Now, I am more and more convinced that this is a silly thing to do. Science has explained so much that there is no reason to believe that there isn't an explanation for the things we haven't figured out yet: we just haven't figured them out yet. But we can't disprove God, so why not?

At the same time, I am more and more convinced that religion serves many useful purposes. After all, if you remove God from the equation, that means that religion was completely and only created by people. So they must have done it for a reason. It meets human needs for community, for organization, for rules, and for structure. Of course it also produces an us-against-them mentality and the necessary structure for hierarchy and oppression, and those things, while human, are definitely bad.

I am not here to sing religion's praises, but what Maher does too often is define religion by it's most ridiculous pieces (i.e. talking snakes) and hold everyone who believes to that standard. He also dismisses everyone who doesn't believe exactly as he does as being less intelligent and generally wrong. That's fundamentalism. And it's no better than religious fundamentalism.

Sometimes religious people have a capacity for creative thought that absolutist atheists just don't have. If you don't believe in the possibilities of fairies, or all-encompassing romantic love, your life will be less rich for it, and possibly less successful. Sometimes it takes a little faith to keep your marriage on track.

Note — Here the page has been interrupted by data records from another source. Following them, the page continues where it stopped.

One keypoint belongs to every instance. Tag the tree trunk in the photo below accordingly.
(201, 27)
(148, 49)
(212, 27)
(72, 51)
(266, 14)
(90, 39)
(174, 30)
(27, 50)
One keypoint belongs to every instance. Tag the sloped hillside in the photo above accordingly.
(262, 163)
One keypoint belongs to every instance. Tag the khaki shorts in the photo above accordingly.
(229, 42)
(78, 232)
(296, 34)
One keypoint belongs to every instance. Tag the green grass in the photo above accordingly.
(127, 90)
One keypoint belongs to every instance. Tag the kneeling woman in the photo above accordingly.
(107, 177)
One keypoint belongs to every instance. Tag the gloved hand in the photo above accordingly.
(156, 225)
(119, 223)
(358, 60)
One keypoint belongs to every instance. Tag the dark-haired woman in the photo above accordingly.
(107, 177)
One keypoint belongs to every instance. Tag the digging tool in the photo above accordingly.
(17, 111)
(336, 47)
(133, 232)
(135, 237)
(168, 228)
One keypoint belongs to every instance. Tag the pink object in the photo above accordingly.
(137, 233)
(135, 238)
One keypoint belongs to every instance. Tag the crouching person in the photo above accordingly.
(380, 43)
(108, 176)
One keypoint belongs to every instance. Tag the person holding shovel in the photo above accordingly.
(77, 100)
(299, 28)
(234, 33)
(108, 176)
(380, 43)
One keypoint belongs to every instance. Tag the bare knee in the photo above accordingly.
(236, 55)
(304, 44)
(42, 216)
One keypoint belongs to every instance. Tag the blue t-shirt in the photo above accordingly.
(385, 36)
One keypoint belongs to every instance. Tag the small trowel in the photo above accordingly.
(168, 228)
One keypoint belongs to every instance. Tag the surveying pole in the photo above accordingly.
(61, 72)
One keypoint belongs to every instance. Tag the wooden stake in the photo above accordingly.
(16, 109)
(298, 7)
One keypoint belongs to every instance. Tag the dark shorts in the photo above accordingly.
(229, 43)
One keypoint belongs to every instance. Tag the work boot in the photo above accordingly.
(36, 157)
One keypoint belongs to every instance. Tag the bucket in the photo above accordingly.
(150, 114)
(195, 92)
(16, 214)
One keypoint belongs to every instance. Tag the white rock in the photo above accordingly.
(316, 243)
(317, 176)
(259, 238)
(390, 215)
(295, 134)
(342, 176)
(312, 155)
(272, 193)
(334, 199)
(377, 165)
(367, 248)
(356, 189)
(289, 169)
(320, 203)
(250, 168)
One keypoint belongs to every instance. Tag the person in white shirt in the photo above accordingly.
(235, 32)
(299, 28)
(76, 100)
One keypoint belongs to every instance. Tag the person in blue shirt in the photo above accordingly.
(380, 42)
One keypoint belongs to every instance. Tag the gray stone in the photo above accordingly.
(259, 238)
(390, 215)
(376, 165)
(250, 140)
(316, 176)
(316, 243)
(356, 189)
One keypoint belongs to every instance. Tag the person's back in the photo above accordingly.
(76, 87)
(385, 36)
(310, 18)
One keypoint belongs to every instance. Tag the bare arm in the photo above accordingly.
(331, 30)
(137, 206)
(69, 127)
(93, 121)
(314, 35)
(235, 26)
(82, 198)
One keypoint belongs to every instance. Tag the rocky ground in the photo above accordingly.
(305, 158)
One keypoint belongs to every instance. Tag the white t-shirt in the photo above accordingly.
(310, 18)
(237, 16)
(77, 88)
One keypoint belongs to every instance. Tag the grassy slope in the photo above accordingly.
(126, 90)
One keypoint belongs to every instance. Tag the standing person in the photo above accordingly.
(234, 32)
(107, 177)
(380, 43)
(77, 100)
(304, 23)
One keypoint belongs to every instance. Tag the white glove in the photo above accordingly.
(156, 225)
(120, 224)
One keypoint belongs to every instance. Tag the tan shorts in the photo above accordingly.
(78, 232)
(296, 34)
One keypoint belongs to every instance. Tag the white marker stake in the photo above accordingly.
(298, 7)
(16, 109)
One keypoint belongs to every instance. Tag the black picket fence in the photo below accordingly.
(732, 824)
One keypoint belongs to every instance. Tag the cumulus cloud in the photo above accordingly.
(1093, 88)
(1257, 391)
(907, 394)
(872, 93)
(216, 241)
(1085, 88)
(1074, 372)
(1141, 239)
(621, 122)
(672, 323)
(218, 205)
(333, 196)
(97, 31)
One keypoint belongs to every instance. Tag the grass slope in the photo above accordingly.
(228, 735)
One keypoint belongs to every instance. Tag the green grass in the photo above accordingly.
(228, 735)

And it is possible to believe that God exists, but has no place in science. Or that God exists but didn't write the Bible. Or that God dictated the Bible but some idiot wrote it down wrong. Or that God wrote the Bible for the people who needed it a couple thousand years ago but expects us to have the intelligence to see that it's anachronistic now and use it accordingly. I know some gay, married, highly Progressive God-believers who'd be pretty shocked to find out that they aren't religious.

Thinking religious people are our friends. Anyone who advocates for science and reason in the classroom and as a basis for political discourse is on my side, as are those who advocate for equal rights. And a scientist should be judged by her work, and only by her work. If she writes that God created the world, she's a quack. If she studies the history of the world from a scientific basis, the fact that she sings in the Church choir is not relevant in my estimation of her as a scientist.

We're never going to live in a world where everyone believes the same thing. I'm not sure I'd be interested in living in such a world. What we need is to live in a world where argument is based on rational thinking. What you do with your soul is your own business.